Oil slipped as rising volumes of Russian crude headed to Asia countered bullish sentiment spurred by Saudi Arabia’s bigger-than expected price increase for deliveries to the Far East.
West Texas Intermediate dropped to settle at $118.50 a barrel after earlier touching a three-month high. Indian refiners are working on finalizing new six-month supply contracts for Russian crude, which if secured would be on top of the country’s existing purchases from Russia. This offset an earlier rally driven by Saudi Arabia’s boost to its official selling prices to Asia, which the market interpreted as a signal of the kingdom’s confidence in demand.
“Energy traders are confident this oil market will remain tight given the short-term supply outlooks from both OPEC+ and the US, but it has been a steady climb higher,” said Ed Moya, senior market analyst at Oanda. “Exhaustion could be settling in.”

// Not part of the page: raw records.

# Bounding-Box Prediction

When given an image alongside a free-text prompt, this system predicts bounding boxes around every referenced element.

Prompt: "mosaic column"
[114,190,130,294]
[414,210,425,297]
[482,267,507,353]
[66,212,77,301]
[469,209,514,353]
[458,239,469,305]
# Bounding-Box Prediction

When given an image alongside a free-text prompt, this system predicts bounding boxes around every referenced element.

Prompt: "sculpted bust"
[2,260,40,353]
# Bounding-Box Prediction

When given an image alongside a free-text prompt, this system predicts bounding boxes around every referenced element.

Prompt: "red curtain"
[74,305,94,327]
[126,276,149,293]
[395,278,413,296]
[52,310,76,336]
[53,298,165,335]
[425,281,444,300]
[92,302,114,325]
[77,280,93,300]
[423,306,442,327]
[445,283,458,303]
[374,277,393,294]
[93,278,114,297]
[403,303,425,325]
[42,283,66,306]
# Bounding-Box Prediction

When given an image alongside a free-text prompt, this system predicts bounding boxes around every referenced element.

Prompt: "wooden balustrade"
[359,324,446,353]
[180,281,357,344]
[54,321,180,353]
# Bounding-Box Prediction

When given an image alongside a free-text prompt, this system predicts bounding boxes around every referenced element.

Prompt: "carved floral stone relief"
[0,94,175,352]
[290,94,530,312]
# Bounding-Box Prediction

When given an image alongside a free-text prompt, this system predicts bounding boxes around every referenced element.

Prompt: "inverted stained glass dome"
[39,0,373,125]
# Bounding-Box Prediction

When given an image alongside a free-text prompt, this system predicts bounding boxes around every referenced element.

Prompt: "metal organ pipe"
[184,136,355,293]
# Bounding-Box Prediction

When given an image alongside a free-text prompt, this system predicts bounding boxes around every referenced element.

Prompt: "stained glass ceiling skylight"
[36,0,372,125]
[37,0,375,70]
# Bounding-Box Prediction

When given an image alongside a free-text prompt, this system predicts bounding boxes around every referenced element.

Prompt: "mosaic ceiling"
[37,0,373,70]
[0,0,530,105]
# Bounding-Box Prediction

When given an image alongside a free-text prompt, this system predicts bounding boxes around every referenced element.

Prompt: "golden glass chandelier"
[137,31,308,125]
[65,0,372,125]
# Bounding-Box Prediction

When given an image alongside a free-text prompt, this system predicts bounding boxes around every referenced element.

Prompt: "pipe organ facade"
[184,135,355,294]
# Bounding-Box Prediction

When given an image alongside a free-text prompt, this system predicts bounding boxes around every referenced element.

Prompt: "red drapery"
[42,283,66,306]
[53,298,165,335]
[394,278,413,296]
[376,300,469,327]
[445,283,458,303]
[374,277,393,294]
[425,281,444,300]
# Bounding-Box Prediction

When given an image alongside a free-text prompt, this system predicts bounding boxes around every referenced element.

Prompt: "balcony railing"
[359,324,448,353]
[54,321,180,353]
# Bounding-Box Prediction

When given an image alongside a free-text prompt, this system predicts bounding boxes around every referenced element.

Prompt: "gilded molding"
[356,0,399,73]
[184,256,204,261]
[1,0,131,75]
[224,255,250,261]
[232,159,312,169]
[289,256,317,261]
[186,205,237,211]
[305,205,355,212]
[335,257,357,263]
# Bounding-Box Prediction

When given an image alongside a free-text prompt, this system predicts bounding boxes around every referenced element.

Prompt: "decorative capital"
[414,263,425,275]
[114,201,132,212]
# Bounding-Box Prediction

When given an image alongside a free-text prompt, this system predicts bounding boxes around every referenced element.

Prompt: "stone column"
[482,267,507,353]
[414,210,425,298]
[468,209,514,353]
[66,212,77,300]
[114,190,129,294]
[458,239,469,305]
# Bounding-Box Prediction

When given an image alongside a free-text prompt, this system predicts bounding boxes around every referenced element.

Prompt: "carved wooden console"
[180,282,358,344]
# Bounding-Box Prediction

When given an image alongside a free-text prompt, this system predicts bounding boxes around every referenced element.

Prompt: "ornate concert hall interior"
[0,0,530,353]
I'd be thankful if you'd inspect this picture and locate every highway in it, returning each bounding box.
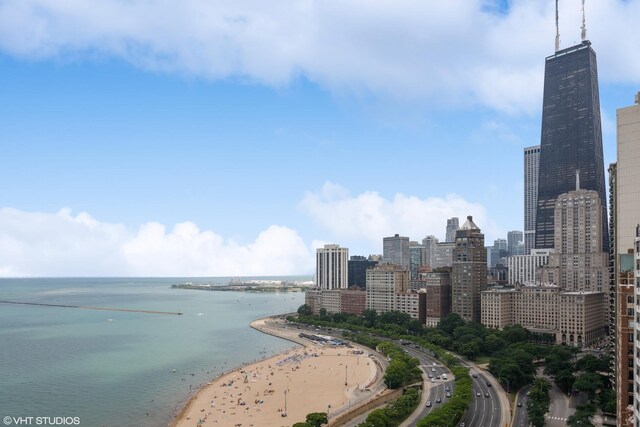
[402,344,455,427]
[280,320,511,427]
[462,367,502,427]
[511,385,531,427]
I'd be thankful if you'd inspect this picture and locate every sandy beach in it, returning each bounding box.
[173,320,379,427]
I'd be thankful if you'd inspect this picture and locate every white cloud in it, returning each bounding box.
[0,0,640,113]
[0,208,314,277]
[300,182,497,247]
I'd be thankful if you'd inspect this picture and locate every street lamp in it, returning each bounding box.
[344,365,349,385]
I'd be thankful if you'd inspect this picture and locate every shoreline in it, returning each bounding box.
[169,316,382,427]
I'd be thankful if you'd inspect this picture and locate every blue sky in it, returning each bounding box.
[0,0,640,276]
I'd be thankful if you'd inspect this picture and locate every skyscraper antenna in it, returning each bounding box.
[556,0,560,52]
[581,0,587,41]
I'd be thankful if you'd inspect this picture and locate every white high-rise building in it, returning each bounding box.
[612,92,640,425]
[524,145,540,255]
[366,264,409,313]
[633,227,640,426]
[382,234,409,270]
[422,236,438,268]
[316,245,349,290]
[507,249,553,285]
[445,216,460,243]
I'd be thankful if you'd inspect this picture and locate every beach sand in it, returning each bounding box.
[173,324,379,427]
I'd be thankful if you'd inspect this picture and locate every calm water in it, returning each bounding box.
[0,277,309,426]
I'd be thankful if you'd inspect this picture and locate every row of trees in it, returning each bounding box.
[298,306,615,425]
[378,341,422,389]
[527,378,551,427]
[358,388,420,427]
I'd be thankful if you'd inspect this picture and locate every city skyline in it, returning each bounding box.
[0,1,640,276]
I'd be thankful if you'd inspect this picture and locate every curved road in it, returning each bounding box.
[511,385,531,427]
[280,325,511,427]
[401,344,455,427]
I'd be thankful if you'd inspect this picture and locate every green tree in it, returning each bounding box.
[298,304,313,316]
[484,334,506,355]
[573,372,602,400]
[307,412,329,427]
[567,404,596,427]
[362,310,378,327]
[576,354,609,372]
[598,388,616,414]
[554,371,576,394]
[438,313,464,336]
[527,378,551,427]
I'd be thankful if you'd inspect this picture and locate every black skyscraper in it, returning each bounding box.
[536,41,609,252]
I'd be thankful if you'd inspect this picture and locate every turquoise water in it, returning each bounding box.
[0,277,308,426]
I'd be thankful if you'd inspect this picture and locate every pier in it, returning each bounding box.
[0,300,182,316]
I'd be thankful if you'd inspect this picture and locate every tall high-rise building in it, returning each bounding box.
[422,236,438,268]
[445,216,460,242]
[409,242,425,280]
[507,230,522,256]
[431,242,456,270]
[347,255,378,288]
[367,264,409,313]
[524,145,540,255]
[382,234,409,269]
[451,216,487,322]
[316,245,349,290]
[539,189,609,294]
[609,92,640,425]
[487,239,509,268]
[633,226,640,426]
[536,40,609,252]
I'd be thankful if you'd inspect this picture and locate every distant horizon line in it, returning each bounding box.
[0,273,314,280]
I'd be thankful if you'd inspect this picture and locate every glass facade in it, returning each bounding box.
[535,41,609,252]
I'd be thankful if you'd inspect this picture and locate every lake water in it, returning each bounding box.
[0,276,309,426]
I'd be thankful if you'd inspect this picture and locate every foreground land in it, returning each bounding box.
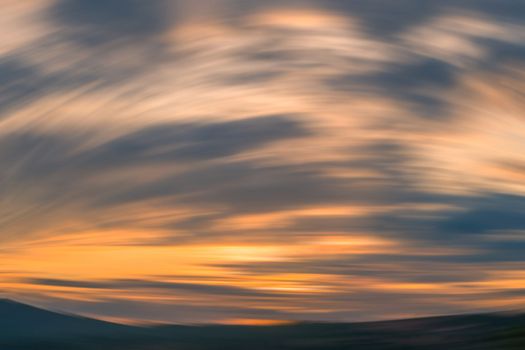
[0,301,525,350]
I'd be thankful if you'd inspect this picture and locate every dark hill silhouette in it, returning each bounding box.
[0,299,130,339]
[0,300,525,350]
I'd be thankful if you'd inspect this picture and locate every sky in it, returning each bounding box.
[0,0,525,324]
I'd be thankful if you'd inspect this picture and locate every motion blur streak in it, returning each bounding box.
[0,0,525,324]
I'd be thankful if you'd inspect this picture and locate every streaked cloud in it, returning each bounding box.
[0,0,525,323]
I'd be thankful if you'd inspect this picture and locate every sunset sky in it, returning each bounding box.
[0,0,525,324]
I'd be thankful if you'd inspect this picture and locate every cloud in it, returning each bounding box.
[51,0,170,45]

Oil has rallied over 50% this year as rebounding demand from economies recovering from the pandemic coincided with a tightening market after Russia’s invasion of Ukraine. Fuel markets have also tightened considerably, just as the peak period for US demand kicks off with the summer driving season. Retail gasoline prices have rallied to a record, while futures in New York hit a fresh high on Monday.
Last week, OPEC+ agreed to accelerate output increases following repeated calls by the US to pump extra volumes. The producer group said it would add 648,000 barrels a day for July and August, about 50% more than the increases seen in recent months. However, the group has struggled recently to meet its supply targets, raising doubts about whether it would be able to meet the goal.
- WTI for July delivery fell 37 cents to settle at $118.50 a barrel in New York.
- Brent for August settlement dropped 21 cents to settle at $119.51 a barrel.
Saudi Aramco raised its key Arab Light crude grade for Asian customers by $2.10 a barrel from June to $6.50 above the benchmark it uses. The market was expecting a boost of $1.50, according to a Bloomberg survey. The kingdom’s apparent confidence in Asian demand comes as China cautiously emerges from virus lockdowns that have strained its economy.
Meanwhile, Brent remains steeply backwardated, a bullish structure where near-dated contracts are more expensive than later-dated ones. The prompt time spread for the global benchmark touched $2.84 a barrel in backwardation earlier in the session.